Apple’s installed base now exceeds 2 billion active devices, CEO Tim Cook said during Thursday’s earnings call. Although revenue in Apple’s first quarter fell $6.7 billion short of last year’s, the continued growth helped the company achieve what Cook called “a truly incredible milestone.”
Apple: 2 billion devices!
Aside from bragging rights, the steady uptick of Apple devices in use means one thing: more money for Cupertino. Hardware sales aside, 2 billion devices represent an almost unfathomable opportunity to hook users on Apple subscriptions.
Cook years ago made a shrewd strategic decision to concentrate on Apple services as a way to offset slowing iPhone sales. That bet continues to pay off in big ways: Apple services hit an all-time record of $20.8 billion in revenue last quarter. That high mark served as one more reason for Cupertino to remain optimistic about the future.
In Cook’s opening remarks during Thursday’s call, he revealed that just seven years after passing 1 billion active devices, Apple doubled that figure to 2 billion. He cited Apple’s “deep commitment to innovation, incredible customer loyalty and satisfaction, and a large number of switchers” as reasons for the ongoing success.
Apple CFO Luca Maestri continued that theme in his own opening remarks. “Our installed base of active devices grew double digits and achieved all-time records in each geographic segment and in each major product category,” Maestri said, citing “extremely strong” customer satisfaction and loyalty as well.
Not enough for AAPL investors
While the number of active devices continues to climb, the rate of Apple’s overall growth has slowed down.
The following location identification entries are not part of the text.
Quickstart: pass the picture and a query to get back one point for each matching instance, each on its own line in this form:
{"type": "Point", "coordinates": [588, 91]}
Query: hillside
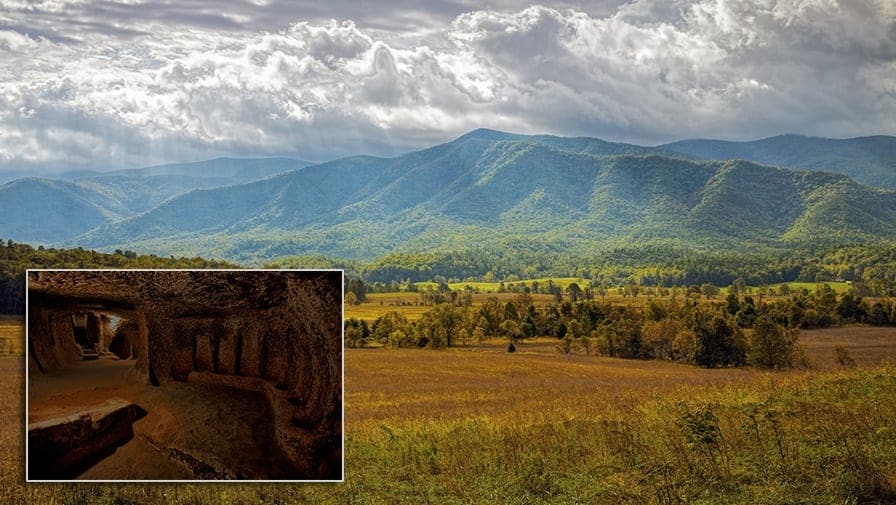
{"type": "Point", "coordinates": [47, 211]}
{"type": "Point", "coordinates": [868, 160]}
{"type": "Point", "coordinates": [490, 188]}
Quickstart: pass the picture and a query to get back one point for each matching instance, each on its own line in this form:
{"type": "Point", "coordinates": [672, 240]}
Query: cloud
{"type": "Point", "coordinates": [124, 84]}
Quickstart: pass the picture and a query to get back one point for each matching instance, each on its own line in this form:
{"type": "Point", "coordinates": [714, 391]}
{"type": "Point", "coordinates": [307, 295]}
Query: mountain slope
{"type": "Point", "coordinates": [52, 211]}
{"type": "Point", "coordinates": [48, 211]}
{"type": "Point", "coordinates": [490, 188]}
{"type": "Point", "coordinates": [869, 160]}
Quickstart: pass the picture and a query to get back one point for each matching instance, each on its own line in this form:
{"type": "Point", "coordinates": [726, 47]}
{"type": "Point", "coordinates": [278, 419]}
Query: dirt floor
{"type": "Point", "coordinates": [194, 428]}
{"type": "Point", "coordinates": [191, 431]}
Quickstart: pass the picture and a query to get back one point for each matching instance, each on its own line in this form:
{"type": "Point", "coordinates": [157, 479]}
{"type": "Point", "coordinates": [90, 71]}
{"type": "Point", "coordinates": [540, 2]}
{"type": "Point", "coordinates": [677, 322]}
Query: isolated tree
{"type": "Point", "coordinates": [573, 291]}
{"type": "Point", "coordinates": [738, 287]}
{"type": "Point", "coordinates": [771, 345]}
{"type": "Point", "coordinates": [719, 341]}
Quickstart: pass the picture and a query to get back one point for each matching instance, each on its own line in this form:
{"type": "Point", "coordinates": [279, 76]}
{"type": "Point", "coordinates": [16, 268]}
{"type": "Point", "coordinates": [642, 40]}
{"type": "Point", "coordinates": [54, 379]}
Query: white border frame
{"type": "Point", "coordinates": [200, 481]}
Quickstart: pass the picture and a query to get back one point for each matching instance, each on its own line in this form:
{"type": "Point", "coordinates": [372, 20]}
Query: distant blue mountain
{"type": "Point", "coordinates": [869, 160]}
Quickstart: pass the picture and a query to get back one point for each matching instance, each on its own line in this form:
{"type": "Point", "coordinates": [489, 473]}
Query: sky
{"type": "Point", "coordinates": [128, 83]}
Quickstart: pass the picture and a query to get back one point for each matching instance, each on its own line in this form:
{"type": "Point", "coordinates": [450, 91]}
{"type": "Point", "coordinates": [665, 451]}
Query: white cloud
{"type": "Point", "coordinates": [148, 91]}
Although iPad revenue grew 30% last quarter, Mac revenue fell a whopping 29%. And iPhone revenue dropped 8% compared to the same period last year.
Apple’s first quarter came up short compared to the company’s previous holiday quarter. Cook cited three reasons in the call: foreign exchange headwinds, COVID-19-related challenges and “a challenging macroeconomic environment, from inflation to war in Eastern Europe.” These challenges may have contributed to the delayed introduction of the Mac mini and MacBook Pro.